What makes this an effective communication tool is that the operator must acknowledge the alert and close it before they can proceed when in the first cycle of instructions. On the second cycle, the alert will appear and then close itself after 3 seconds, providing a constant reminder while not being cumbersome or time-consuming for the operator. This constant reminder of essential quality steps and information helps operators assimilate and correctly act on new details.
In-guidebook messaging like Production Alerts enables organizations to notify their shop floor workers with 2 types of information:
Permanent Information: This alert will always display on this particular step. For example, VKS reminds the user to wear the appropriate PPE (Personal Protective Equipment) when dealing with particular substances or performing certain actions.
Circumstantial Information: Alerts can be set up temporarily to communicate circumstantial information like temporary safety reminders, inventory changes, process changes, etc.
Pro Tip: Production Alerts can be added to a guidebook as it is created and after the guidebook has been published. This ability makes VKS an interactive and versatile tool for supervisors, authors, and operators to communicate valuable information at key points in any process.
In the past, alerts could be created and removed but there was little to track this process.
Now with VKS 6.4, organizations can gain greater insight into the use of this feature and see specifically when Production Alerts were issued, when they were deleted, and who performed these two functions.
A Production Alert Example
This new capability adds another layer of control to the Production Alerts feature.
Imagine you are manufacturing high-end tablets for the commercial market. When assembling screens and other components, operators need to wear special dust and smudge-free gloves. However, there is a shortage of gloves in some of the workstations.
To combat this issue, a Production Alert is set up to notify users that if they do not have gloves, they can go and ask Cheryl for extra. She's a bit of a hoarder, which has come in handy a few times.
Once the shortage is over, the Production Alert can be removed.
Supervisors and guidebook authors can then look back at this information and see when the alert was created and when it was removed, effectively tracking how many times similar alerts needed to be issued. At the same time, this tracking feature can determine if an alert was created or deleted prematurely and who is responsible.

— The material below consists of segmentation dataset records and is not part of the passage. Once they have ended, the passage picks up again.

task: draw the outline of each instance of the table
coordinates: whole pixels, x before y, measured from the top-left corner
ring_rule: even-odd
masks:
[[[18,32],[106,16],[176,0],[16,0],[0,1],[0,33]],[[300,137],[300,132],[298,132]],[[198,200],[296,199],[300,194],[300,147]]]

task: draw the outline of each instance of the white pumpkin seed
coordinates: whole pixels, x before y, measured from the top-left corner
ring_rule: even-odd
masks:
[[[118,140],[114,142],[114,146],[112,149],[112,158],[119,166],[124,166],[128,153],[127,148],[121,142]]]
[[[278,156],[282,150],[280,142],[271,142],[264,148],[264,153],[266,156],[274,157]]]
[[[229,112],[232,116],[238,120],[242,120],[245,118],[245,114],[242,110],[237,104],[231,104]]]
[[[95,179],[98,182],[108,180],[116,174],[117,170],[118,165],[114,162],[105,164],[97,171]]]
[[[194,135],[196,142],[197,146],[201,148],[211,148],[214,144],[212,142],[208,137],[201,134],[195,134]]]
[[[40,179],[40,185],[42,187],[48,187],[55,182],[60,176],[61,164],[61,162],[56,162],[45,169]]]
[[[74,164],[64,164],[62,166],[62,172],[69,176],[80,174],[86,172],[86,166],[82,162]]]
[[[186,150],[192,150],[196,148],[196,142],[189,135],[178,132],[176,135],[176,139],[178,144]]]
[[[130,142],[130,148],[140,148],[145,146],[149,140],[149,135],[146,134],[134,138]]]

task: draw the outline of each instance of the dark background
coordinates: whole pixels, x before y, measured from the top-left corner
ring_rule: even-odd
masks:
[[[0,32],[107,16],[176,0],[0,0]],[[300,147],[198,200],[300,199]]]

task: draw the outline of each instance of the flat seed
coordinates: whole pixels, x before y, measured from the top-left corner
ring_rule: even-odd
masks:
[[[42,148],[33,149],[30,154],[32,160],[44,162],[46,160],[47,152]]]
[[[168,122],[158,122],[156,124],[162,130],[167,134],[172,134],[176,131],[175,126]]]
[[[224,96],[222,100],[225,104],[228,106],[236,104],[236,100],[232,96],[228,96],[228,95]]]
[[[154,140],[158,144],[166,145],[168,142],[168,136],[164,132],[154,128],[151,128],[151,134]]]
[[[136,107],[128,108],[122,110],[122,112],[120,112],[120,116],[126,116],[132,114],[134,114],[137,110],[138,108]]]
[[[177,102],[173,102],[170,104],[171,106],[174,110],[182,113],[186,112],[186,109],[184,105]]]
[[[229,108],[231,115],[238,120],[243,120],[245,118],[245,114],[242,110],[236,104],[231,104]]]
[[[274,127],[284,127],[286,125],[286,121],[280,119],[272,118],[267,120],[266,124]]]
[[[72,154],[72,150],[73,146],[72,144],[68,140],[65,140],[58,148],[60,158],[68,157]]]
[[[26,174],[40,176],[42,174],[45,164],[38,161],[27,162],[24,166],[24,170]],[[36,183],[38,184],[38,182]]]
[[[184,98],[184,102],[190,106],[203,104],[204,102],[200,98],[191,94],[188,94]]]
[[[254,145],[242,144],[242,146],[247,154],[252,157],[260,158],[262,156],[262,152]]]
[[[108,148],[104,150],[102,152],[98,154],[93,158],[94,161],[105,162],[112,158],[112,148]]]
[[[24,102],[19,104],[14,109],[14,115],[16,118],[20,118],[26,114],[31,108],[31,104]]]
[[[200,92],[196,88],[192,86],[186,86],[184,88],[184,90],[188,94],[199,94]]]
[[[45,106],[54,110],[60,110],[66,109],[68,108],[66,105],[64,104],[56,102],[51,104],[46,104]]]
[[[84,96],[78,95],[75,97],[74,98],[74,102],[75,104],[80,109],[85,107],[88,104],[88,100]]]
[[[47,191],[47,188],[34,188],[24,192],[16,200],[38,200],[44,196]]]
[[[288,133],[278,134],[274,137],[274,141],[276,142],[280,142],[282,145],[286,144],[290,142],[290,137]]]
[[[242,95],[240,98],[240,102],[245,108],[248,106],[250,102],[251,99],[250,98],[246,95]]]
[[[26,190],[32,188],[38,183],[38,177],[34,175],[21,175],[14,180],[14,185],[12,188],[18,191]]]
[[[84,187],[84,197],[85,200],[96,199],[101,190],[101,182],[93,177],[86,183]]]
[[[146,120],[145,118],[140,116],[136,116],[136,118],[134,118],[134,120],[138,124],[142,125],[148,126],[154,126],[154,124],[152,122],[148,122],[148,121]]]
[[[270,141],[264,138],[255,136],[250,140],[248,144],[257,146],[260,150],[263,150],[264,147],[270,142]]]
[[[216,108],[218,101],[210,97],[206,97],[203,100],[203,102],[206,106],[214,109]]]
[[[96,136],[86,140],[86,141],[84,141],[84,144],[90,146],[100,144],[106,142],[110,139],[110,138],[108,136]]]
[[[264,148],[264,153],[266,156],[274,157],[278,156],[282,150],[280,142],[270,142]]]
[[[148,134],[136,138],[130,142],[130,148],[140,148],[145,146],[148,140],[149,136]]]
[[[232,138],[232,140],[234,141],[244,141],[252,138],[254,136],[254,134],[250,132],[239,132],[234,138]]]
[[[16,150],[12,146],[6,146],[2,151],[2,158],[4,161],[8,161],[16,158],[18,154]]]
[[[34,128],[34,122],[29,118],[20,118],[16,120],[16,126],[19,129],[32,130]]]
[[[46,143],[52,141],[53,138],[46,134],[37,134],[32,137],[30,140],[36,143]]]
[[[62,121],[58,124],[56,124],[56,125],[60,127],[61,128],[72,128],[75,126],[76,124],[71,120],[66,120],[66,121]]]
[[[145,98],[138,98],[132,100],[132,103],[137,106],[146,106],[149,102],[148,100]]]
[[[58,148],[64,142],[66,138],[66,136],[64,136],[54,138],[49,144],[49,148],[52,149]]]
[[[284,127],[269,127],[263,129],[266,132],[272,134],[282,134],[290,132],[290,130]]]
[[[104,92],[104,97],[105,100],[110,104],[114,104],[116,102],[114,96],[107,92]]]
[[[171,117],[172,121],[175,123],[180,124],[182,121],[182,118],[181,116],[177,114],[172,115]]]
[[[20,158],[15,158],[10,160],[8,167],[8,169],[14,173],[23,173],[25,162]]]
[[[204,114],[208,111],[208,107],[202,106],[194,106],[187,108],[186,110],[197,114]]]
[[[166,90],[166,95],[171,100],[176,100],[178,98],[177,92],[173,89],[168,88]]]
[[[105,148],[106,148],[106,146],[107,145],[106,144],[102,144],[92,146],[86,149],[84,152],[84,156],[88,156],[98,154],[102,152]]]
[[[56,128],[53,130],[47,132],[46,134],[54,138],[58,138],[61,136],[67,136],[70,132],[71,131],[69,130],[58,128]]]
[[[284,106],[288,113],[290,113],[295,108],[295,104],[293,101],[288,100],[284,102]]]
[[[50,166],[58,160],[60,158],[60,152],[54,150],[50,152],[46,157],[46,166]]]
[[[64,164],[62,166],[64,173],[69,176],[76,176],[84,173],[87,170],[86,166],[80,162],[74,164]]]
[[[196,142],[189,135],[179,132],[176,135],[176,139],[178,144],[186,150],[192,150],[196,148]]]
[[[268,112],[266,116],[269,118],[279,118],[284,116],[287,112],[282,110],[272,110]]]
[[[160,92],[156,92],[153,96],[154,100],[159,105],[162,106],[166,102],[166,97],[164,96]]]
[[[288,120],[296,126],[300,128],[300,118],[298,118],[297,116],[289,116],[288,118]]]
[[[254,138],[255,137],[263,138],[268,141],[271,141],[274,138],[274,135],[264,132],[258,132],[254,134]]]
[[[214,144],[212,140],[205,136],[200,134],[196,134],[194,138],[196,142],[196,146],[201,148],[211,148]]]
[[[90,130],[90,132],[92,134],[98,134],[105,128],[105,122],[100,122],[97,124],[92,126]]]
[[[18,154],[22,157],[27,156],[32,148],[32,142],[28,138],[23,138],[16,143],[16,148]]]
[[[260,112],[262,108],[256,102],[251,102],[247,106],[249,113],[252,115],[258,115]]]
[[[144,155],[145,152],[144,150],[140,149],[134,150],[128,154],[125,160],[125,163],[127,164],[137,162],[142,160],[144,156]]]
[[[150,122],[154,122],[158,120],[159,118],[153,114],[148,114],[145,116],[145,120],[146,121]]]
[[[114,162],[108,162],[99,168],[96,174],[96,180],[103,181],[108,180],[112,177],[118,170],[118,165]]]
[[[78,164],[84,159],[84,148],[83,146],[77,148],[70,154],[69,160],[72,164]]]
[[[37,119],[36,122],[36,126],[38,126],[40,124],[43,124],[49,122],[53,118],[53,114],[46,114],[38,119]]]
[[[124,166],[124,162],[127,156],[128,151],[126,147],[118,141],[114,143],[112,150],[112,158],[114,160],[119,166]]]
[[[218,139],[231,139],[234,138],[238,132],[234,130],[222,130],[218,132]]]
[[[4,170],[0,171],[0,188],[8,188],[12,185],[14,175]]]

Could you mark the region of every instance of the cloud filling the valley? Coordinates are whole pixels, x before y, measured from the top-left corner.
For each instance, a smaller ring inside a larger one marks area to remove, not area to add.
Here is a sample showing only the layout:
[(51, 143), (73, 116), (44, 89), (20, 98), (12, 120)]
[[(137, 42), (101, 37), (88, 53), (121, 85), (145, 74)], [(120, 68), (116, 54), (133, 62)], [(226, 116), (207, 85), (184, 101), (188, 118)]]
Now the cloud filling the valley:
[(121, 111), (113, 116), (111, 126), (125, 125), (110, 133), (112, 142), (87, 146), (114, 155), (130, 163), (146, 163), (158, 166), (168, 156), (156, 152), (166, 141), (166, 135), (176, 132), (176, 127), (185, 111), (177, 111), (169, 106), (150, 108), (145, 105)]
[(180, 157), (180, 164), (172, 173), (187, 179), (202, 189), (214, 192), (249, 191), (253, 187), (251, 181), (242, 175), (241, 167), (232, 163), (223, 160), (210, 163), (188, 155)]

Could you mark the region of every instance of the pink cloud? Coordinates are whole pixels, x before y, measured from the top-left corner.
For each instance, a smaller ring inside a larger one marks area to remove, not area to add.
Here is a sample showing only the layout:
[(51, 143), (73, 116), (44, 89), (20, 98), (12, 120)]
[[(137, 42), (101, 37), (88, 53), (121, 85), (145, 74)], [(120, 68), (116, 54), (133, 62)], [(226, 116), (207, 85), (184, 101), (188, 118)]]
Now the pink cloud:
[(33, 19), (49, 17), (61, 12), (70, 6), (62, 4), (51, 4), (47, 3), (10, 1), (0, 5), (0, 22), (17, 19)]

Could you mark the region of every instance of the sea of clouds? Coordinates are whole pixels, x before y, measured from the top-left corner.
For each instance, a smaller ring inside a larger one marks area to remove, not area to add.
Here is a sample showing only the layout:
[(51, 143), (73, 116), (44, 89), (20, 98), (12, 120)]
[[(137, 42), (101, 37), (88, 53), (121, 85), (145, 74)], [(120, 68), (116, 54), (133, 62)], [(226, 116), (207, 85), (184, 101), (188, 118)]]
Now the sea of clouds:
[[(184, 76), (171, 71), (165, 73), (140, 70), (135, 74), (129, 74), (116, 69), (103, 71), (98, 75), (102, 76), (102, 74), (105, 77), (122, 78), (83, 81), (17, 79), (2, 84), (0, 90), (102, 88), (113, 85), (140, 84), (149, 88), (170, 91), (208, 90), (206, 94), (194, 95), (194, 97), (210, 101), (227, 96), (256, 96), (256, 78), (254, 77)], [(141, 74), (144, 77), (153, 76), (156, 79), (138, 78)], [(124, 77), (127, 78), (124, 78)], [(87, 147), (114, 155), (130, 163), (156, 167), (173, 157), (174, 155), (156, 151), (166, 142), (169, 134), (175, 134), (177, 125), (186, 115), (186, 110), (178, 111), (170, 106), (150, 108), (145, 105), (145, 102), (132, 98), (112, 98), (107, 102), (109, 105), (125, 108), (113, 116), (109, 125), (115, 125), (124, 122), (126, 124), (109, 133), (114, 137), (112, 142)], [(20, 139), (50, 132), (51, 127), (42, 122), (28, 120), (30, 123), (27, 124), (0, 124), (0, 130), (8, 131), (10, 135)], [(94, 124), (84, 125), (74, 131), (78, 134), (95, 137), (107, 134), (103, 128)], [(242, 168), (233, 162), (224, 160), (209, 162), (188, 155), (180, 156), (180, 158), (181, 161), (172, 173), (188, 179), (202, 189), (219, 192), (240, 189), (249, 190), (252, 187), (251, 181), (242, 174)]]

This may seem like a small update but it is another step to enabling organizations to gain the maximum level of insight and optimization within their processes and operations.
Pro Tip: Anyone can create a production alert but only supervisors can remove them, which helps to make sure that important alerts are not removed too soon.
Keep the Updates Coming!
In the age of Industry 4.0 (with Industry 5.0 close on its tales), innovation is at the forefront of our minds when it comes to our customers and our technology.
For that reason, we strive to continuously improve, grow, and innovate with every passing day so that you have the best the industry has to offer.